Prior to the Second World War, the Grüne Wiese public swimming pool complex operated in the area. Its main pool was inspired by the Roman theatres, and the complex features cascading waterfalls.

In 1966, the Faculty of Maritime Fishery of the Agricultural University of Szczecin, was opened in the area, at the 4 Kazimierza Królewicza Street. It was renamed to the Faculty of Maritime Fisheries and Food Technology in 1971, and to the Faculty of Food Sciences and Fisheries in 2002. In 2008, the Agricultural University of Szczecin merged with the Szczecin University of Technology, forming the West Pomeranian University of Technology, under which, the faculty operates to the present day.

In 1973, the Gontyka open-air swimming pool complex was opened in the area. It had three swimming pools, a small food area, and water cascades. It was very popular with local population. Over the years, due to lack of renovations, the complex fell into disrepair, and as it failed to meet the sanitary and safety standards, it was closed in 2000. The abandoned swimming pools were filled in and demolished in 2013, after three children fell into one of them and almost drowned.

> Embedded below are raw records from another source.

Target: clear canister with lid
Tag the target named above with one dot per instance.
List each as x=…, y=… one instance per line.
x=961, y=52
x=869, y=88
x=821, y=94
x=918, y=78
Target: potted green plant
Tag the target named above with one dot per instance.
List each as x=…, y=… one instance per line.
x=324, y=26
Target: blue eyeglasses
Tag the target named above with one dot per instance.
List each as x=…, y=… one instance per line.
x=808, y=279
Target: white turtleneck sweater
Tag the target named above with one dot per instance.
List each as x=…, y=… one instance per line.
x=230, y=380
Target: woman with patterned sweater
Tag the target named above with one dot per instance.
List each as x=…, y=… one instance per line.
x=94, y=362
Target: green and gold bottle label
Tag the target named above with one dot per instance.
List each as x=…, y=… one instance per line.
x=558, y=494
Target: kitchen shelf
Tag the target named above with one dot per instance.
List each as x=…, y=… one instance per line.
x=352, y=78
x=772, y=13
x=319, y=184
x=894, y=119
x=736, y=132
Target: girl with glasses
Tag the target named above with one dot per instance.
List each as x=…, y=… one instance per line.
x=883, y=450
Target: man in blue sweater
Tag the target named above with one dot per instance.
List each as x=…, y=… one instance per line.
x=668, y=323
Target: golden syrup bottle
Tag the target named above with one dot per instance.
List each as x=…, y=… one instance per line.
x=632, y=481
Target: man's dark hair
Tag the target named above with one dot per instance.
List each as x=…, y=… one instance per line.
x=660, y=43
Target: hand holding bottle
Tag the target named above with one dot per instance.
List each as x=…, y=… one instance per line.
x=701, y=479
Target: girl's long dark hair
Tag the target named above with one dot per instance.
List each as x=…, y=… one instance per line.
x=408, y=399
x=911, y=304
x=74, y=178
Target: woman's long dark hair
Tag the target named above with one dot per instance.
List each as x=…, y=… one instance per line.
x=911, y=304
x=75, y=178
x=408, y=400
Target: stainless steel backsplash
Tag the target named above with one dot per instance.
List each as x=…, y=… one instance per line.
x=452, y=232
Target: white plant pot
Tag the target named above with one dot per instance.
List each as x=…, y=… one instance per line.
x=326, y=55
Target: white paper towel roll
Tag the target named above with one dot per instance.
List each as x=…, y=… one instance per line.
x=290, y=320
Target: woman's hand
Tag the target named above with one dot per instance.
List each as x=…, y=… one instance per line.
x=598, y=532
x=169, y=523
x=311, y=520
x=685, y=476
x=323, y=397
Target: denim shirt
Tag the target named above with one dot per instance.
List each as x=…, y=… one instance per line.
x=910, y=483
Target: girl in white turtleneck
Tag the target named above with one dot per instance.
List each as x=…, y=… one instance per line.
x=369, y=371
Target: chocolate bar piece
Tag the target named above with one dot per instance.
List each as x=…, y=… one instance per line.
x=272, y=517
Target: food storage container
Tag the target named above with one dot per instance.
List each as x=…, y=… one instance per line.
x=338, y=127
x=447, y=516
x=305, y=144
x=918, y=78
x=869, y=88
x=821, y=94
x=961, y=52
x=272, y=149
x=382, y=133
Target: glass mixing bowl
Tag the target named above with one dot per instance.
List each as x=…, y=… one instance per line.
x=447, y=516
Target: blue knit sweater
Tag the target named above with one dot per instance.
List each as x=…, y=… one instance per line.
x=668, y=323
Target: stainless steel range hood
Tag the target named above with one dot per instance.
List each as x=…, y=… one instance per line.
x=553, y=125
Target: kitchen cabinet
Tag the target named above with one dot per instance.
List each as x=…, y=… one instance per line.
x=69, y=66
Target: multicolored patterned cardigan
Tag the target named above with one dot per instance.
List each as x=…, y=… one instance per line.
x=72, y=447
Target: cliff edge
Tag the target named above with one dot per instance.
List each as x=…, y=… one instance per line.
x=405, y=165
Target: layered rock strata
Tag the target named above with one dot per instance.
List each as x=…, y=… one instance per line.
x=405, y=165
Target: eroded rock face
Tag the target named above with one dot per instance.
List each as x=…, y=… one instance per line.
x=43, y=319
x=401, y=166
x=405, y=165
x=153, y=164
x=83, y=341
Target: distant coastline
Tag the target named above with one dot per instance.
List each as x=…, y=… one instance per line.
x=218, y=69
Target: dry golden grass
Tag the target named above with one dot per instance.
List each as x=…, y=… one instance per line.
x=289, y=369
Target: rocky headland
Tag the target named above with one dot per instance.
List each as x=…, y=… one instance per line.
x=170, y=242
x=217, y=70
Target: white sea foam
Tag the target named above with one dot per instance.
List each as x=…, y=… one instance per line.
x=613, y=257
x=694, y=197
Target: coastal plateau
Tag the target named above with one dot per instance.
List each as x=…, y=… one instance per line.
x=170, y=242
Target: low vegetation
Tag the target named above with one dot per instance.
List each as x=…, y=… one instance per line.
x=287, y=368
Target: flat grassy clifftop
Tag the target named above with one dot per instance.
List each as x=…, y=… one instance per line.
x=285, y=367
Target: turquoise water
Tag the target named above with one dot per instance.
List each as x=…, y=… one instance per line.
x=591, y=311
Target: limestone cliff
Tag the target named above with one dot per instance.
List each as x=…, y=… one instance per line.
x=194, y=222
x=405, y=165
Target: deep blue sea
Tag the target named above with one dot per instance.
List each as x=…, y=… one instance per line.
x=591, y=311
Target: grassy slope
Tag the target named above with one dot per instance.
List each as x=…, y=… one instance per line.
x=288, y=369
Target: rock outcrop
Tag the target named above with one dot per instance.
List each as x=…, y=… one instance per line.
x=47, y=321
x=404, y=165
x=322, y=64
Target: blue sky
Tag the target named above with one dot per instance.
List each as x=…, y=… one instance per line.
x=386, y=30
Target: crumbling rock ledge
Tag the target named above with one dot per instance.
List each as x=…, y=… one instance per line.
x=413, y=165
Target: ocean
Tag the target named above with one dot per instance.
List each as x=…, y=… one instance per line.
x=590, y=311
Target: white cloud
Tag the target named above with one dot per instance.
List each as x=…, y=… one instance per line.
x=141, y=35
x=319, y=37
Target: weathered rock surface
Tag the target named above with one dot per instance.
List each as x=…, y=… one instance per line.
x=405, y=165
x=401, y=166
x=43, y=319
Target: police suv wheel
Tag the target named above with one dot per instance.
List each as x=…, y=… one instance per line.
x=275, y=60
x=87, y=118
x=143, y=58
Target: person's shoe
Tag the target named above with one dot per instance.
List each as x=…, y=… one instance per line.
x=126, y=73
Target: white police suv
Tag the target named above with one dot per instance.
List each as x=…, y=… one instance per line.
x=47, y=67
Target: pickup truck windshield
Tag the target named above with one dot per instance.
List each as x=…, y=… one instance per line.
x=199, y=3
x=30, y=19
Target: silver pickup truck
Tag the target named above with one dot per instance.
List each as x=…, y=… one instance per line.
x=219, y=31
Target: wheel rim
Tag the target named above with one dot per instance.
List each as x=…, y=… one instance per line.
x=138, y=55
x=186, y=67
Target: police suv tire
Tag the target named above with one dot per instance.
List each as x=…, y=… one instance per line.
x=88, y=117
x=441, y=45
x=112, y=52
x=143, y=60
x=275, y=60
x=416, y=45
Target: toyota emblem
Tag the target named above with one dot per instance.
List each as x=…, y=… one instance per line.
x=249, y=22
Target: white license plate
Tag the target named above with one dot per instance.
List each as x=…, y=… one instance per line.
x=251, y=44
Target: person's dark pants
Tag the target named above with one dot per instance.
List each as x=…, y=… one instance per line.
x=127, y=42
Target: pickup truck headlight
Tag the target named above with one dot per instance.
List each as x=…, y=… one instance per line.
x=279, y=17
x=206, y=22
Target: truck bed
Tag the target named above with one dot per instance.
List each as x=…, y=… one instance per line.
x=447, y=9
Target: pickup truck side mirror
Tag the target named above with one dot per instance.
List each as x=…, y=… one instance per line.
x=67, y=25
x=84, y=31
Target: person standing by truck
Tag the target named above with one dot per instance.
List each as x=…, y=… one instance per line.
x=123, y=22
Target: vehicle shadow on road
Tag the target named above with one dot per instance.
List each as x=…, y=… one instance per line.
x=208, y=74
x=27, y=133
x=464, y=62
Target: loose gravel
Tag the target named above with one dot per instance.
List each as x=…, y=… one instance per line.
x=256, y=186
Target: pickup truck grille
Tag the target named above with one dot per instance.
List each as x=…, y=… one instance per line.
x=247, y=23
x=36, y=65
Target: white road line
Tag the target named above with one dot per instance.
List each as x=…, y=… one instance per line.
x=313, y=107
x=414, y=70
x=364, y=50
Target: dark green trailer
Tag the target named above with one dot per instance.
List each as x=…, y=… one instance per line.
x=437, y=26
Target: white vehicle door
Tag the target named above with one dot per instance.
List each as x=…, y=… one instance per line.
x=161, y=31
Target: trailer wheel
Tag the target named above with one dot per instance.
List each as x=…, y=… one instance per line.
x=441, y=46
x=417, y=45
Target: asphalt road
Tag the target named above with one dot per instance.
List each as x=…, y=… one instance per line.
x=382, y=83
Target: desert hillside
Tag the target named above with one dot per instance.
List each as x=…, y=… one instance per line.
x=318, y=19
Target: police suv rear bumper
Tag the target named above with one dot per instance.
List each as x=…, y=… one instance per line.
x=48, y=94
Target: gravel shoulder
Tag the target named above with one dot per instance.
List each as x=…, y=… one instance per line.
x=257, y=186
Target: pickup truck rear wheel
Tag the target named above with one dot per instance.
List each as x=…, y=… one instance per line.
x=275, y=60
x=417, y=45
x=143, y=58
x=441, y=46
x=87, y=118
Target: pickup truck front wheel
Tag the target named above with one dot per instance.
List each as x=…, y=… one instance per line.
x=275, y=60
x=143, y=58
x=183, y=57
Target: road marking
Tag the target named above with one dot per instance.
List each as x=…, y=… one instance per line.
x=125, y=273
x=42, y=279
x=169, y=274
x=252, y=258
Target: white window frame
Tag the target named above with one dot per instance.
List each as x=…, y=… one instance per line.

The construction of a new water park in the area, named the Water Factory, was announced in 2018. The building was designed in the modernist style by the architecture film TKHolding. Its construction begun in December 2019, and following delays caused by the 2020 COVID-19 pandemic and the 2022 Russian invasion of Ukraine, it opened on 1 July 2024. The project was awarded with the 2023 Construction of the Year award by the Polish Association of Construction Engineers and Technicians, and the 2025 International Architecture & Design Award by the Architecture and Design Community. It was also one of the finalists for the 2024 World Architecture Festival award in the sports category.

== Characteristics ==
Łęgi is a small area located between Kazimierza Królewicza, Pierwszego Maja, and Bożeny Streets. Its divided vertically by Emili Szczanieckiej Street, which forms the border between the administrative neighbourhoods of Drzetowo-Grabowo and Niebuszewo-Bolinko. Its western portion features the building complex of the Faculty of Food Sciences and Fisheries of the West Pomeranian University of Technology. The eastern portion contains the Water Factory aquapark, which features 17 pools, 11 slides, and 16 saunas. It also includes a cultural and educational centre, named the Educatorium (Polish: Edukatorium), which features the exhibition themed around water.